Утром этого дня после развода я обходил рабочие бараки согласно положению — проверял оставшихся по списку освобожденных и делал указания дневальным по части поддержания чистоты. Осень уже началась, самая скверная ее вторая половина — проливные дожди, непролазная грязь, промозглый холод. В одном из женских бараков, пустом, холодном и темном, я увидел на фоне высокой печи совершенно обнаженную молодую женщину: она прижималась к печи всем телом, обнимала ее широко раскинутыми руками и казалась распятой.
— Это я, цыганка Сашка, — громко прошептал мне знакомый голос из полутьмы. — Не пугайся, доктор, и не шухери!
— Ты что здесь делаешь? Принимаешь воздушные ванны?
— Не шутуй, не будь гадом. Батя припер к Штабу тележку с какими-то пакетами, так я пакеты сбросила, а тележку смыла, порубала и вот греюсь: холода не обожаю, я с Тирасполя, у нас сейчас тепло.
— Гм… А чего это ты голая? Продулась?
— Не в цвет попал, тут серьезное дело. К тебе просьба. Мой Иван в БУРе, ты сам знаешь: сидит за хлеборезку, помнишь? Через проволоку он уж дней десять кричит, чтоб я ему доставила табачку. Мол, невтерпеж, понял? А откуда его взять, энтот табак? На вахте один стрелок втихаря подторговывает махрой, и товар у него на большой палец, очень распрекрасный, но денег, гад, не берет, хочет барахло, теперь тряпки дороже денег. Так я с себя все как есть стира-нула, выгладила и загнала за наволочку махры — видишь, висит на вагонке? Вон та самая! Теперь слушай: сегодня, как смеркнется, я поползу через огневую дорожку в БУР, поволоку махру. Ребяты, которые гладят дорожку, давно уже в одном месте проделали над самой землей проход и замаскировали проволокой.
— Белое тело стрелок с вышки заметит сразу.
— Я лезу в пальте, смотри, в этом самом. Оно переделано с шинели. Пальто на полчаса дала наша сука дневальная. За две пайки. Полезу, как смеркнется, но до фонарей — в самое неразберительное время. Передам мешок Ванечке — и враз обратно. Ты будь другом, подожди с бинтами у барака. Если меня кокнут начисто — смывайся, не показывайся гадам, а если только зацепят — выползай, скажи, что, мол, шел случайно с обходом. Поймают — всунут тебе десятку за соучастие. Ты не боишься?

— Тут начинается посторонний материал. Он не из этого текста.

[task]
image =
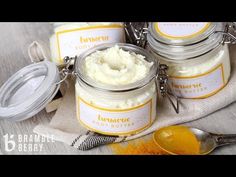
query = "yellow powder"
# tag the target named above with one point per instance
(137, 147)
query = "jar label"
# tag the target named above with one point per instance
(115, 121)
(199, 86)
(75, 41)
(180, 30)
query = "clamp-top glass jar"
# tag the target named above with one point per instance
(196, 53)
(116, 89)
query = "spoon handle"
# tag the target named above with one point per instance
(225, 139)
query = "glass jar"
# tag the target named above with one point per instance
(109, 109)
(196, 54)
(70, 39)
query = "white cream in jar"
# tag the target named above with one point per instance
(199, 63)
(115, 90)
(70, 39)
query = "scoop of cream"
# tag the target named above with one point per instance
(115, 66)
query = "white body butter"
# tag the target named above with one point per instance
(122, 112)
(198, 59)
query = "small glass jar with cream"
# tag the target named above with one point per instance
(196, 54)
(70, 39)
(115, 89)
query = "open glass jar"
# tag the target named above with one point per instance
(196, 54)
(125, 107)
(115, 108)
(70, 39)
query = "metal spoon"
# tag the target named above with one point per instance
(208, 141)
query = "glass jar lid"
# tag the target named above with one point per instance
(182, 33)
(81, 73)
(28, 91)
(181, 41)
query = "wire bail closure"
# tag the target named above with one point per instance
(138, 36)
(165, 89)
(68, 69)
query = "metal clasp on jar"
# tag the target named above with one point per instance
(68, 69)
(164, 88)
(137, 35)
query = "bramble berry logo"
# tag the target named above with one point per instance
(25, 143)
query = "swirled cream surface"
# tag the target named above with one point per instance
(114, 66)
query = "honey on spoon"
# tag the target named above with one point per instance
(182, 140)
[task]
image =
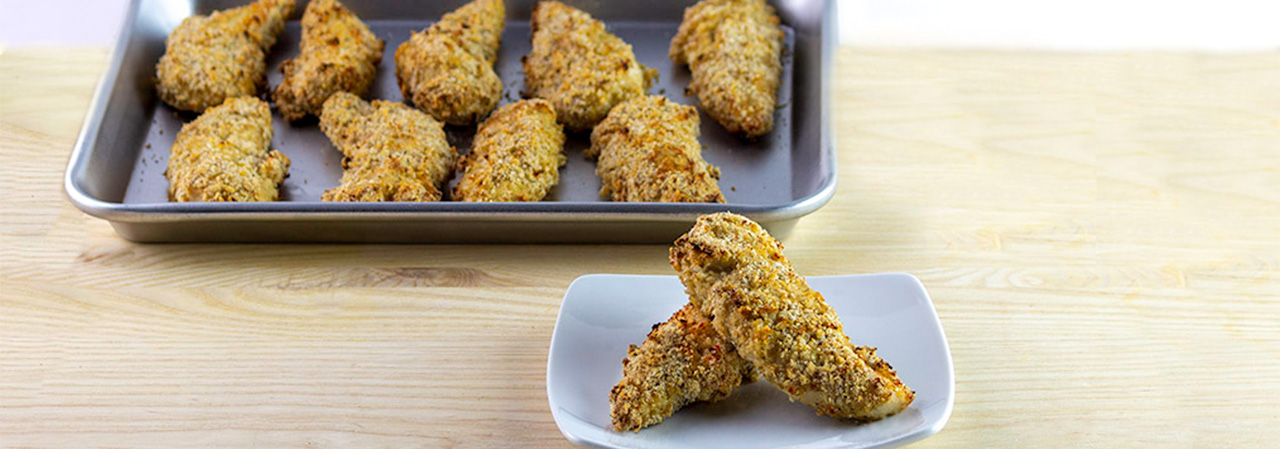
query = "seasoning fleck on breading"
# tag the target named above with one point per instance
(734, 50)
(736, 274)
(219, 56)
(338, 53)
(515, 156)
(224, 155)
(648, 150)
(579, 67)
(393, 152)
(682, 361)
(447, 70)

«Мы и беляков лечили, а ты? — вспомнились слова Сидоренко. — Их болью ты не болеешь».
— Нет, — твердо ответил я. — Не боюсь. — «Рисковать собой из-за бандита и шлюхи? Надо! Я не только врач, но лагерник и человек. Это обязывает. Начнешь вычислять по счетам, кто чего стоит, — ничего не сделаешь! Рисковать надо!» И я еще раз повторил: — Я не боюсь!
— Молодчик. Ты в последнее время сильно изменился, доктор, — голая женщина дружески улыбнулась и добавила: — Тебя теперь любят в зоне. Раньше я с таким делом к тебе и не подступилась бы. С чего это ты подобрел?
— Проснулся.
— Здрасьте пожалуста… А разбудил кто? Скажи!
— Есть здесь один проповедник.
— Неужто поп, что работает на кухне? Вот чудеса! Его наши старухи почитают, пайку ему носят, а я соображаю так — раз у голодных берет, значит — гад. Надо давать, а не тянуть руку за последним.
— Верно.
— А как же? Надо быть человеком, не строить из себя Долинского, небесного законника.
Я вздрогнул.
— И ты в проповедники записалась, Сашка?
— А мне зачем? Я — на земле живу, я — черт, во мне всякого много — и сладкого и горького. Так насчет сегодняшнего вечера заметано?
— В законе.
И вот вместе с Таней и долговязой женщиной по кличке Швабра, владелицей пальто, мы втроем стоим у крыльца и делаем вид, что ведем деловой разговор. Косит холодный дождь. Видимость плохая: столбы ограждения БУРа почти не видны, в полосах воды они как будто бы покачиваются и то выступят вперед и станут ясно видимыми, то отодвинутся назад и пропадут в бурой мгле. Вышки тоже не видно, хотя она где-то близко. Стрелку еще хуже — он смотрит сверху: колья ограждения для него сливаются в один ряд, в узкую черту на фоне текущей по грязи воды. От волнения у нас дрожь пробегает по телу, у Тани громко цокают зубы.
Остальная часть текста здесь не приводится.